If you're from the graph-based LLM reasoning community: Pay attention to the sections that discuss the potential of the QAQ framework to reduce computational costs without sacrificing model capability. The background and related work sections on synthetic data curation may also be relevant.

Must read (everyone): The sections that describe the QAQ framework, the RMI metric, and the core experimental results and insights.
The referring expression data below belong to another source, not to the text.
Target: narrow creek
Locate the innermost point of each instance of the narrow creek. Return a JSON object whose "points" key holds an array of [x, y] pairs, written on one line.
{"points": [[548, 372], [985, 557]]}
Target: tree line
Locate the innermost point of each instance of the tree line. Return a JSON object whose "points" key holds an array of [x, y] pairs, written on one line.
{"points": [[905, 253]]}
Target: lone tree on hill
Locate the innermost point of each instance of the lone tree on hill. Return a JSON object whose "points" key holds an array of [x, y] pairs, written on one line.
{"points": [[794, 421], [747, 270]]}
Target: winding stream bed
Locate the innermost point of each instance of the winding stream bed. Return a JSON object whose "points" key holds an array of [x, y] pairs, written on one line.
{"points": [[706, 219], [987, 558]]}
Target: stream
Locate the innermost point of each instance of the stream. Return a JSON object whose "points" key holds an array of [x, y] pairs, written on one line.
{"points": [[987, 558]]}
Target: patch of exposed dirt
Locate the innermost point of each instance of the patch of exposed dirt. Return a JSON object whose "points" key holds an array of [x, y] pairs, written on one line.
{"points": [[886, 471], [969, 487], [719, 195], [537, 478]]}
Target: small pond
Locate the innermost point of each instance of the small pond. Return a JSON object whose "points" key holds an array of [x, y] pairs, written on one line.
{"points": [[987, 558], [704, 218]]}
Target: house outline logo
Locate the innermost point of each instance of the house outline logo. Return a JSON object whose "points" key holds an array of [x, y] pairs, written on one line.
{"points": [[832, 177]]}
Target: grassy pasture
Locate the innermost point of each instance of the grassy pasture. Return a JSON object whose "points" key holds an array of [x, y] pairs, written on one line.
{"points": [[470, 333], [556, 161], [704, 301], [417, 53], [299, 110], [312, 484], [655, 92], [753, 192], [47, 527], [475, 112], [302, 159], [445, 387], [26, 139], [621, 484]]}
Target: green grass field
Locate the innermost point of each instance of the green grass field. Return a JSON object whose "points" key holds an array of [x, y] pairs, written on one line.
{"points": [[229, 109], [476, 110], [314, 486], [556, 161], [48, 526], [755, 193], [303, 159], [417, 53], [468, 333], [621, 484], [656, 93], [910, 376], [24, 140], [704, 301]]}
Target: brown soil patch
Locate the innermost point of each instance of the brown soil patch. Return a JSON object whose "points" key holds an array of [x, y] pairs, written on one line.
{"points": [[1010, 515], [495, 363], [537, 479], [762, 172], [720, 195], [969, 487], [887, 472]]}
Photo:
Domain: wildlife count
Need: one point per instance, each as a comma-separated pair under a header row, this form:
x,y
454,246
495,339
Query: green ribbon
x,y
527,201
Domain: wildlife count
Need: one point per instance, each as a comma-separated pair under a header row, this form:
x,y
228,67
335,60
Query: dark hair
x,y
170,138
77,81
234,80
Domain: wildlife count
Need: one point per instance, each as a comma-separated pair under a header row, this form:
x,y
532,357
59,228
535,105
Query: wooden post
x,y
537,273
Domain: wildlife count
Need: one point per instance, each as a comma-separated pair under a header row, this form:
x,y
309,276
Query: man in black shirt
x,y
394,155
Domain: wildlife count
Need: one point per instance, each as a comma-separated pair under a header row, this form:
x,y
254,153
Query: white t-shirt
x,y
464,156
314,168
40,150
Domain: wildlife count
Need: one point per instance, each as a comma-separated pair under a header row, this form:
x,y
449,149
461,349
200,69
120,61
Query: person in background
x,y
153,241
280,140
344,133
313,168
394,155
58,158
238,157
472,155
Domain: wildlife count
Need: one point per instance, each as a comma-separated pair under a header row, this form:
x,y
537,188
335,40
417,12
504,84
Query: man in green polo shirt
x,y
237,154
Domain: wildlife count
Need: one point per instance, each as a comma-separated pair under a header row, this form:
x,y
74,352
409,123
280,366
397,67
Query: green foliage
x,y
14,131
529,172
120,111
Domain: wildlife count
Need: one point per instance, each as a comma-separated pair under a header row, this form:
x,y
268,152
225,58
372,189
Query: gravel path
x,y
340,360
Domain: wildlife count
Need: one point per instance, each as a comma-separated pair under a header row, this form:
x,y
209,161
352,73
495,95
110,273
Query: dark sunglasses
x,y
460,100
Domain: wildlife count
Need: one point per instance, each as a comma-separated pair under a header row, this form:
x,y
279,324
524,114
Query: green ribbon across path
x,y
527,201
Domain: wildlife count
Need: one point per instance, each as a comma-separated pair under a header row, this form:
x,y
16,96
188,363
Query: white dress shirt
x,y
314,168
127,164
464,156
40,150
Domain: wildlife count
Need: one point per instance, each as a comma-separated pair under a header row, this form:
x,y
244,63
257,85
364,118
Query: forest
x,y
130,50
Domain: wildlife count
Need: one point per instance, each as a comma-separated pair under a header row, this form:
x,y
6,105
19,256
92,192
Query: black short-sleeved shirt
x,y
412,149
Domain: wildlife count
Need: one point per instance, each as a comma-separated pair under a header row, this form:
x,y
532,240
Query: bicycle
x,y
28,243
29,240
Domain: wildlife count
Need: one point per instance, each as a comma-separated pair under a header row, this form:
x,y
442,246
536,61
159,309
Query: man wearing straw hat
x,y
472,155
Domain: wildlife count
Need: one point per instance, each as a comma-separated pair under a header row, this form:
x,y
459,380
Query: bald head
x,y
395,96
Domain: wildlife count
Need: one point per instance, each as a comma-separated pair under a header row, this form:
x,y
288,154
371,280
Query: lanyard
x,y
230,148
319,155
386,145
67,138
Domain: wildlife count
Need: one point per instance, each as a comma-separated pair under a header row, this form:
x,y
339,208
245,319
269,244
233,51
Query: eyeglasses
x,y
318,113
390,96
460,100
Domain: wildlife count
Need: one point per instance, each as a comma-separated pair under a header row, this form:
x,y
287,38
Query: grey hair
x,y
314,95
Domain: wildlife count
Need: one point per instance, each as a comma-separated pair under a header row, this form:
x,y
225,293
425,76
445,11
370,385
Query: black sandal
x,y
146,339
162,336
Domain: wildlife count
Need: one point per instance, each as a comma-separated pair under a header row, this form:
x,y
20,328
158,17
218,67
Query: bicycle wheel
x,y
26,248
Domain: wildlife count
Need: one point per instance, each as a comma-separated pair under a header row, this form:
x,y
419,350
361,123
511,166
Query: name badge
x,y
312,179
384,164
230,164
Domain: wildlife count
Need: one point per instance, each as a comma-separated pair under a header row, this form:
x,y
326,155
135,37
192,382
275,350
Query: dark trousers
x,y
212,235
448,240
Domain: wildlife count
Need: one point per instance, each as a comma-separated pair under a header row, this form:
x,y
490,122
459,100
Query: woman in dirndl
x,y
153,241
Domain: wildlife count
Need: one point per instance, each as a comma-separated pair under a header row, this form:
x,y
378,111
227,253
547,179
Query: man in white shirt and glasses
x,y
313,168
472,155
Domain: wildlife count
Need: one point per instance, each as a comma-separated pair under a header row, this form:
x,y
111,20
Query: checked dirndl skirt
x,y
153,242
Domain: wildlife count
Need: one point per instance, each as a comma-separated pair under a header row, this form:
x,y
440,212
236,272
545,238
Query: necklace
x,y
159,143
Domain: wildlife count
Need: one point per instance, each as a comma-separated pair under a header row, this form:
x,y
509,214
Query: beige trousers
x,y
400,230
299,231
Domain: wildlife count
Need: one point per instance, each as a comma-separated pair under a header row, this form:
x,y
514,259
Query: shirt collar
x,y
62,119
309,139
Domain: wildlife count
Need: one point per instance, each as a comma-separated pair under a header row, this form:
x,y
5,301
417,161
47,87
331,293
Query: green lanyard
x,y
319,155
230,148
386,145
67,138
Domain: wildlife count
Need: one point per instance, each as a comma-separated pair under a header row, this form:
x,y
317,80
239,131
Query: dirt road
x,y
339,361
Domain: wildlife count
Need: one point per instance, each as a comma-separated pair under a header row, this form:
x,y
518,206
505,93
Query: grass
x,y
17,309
Verify: Claims about the generalizability of the QAQ framework and its ability to detect specific types of quality issues in synthetic data.

Bottom Line

This paper presents a compelling approach to addressing the challenge of noisy synthetic data in code generation models. The proposed QAQ framework and the RMI metric offer a novel way to assess the bidirectional semantic coherence of synthetic instructions and generated code, outperforming existing data selection methods. The insights around the relationship between RMI and data quality issues are particularly valuable and could inform future work on synthetic data curation. While the focus on the WarriorCoder dataset limits the generalizability of the findings, the core contribution is still highly relevant for researchers working on vision-language and vision-language-action models.

Quality Assessment

Trust Level: MODERATE - Verify key results first

What the scores mean:

  • 70% signal - This much of the paper directly supports its claims
  • 75% context - Background material for readers from other fields (this is a bridge paper - high context is a feature!)
  • 20% noise - Content that may mislead if taken at face value

Reliability score: 78% (certified)

Practical interpretation: Good foundation but some gaps. Read critically and verify key claims before building on this work.

Paper Details

  • Authors: Jiayin Lei, Ming Ma, Yunxi Duan, Chenxi Li, Tianming Yang
  • Published: 2026-03-12
  • Source: arxiv
  • PDF: Download
  • Primary Topic: Vision-Language Models
  • Difficulty: Intermediate

Abstract

Synthetic data has become essential for training code generation models, yet it introduces significant noise and hallucinations that are difficult to detect with current metrics. Existing data selection methods like Instruction-Following Difficulty (IFD) typically assess how hard a model generates an answer given a query ($A|Q$). However, this metric is ambiguous on noisy synthetic data, where low probability can distinguish between intrinsic task complexity and model-generated hallucinations. Here, we propose QAQ, a novel data selection framework that evaluates data quality from the reverse direction: how well can the answer predict the query ($Q|A$)? We define Reverse Mutual Information (RMI) to quantify the information gain about the query conditioned on the answer. Our analyses reveal that both extremes of RMI signal quality issues: low RMI indicates semantic misalignment, while excessively high RMI may contain defect patterns that LLMs easily recognize. Furthermore, we introduce a selection strategy based on the disagreement between strong and weak models to identify samples that are valid yet challenging. Experiments on the WarriorCoder dataset demonstrate that selecting just 25% of data using stratified RMI achieves comparable performance to full-data training, significantly outperforming existing data selection methods. Our approach highlights the importance of bidirectional semantic coherence in synthetic data curation, offering a scalable pathway to reduce computational costs without sacrificing model capability.


This analysis was automatically generated and certified by the Swarm-It RSCT pipeline. κ-gate score: 0.778 | Quality tier: certified

About This Review

This review was auto-generated by the Swarm-It research discovery platform. Quality is certified using RSCT (RSN Certificate Technology) with a κ-gate score of 0.78. RSN scores: Relevance=0.42, Superfluous=0.46, Noise=0.12.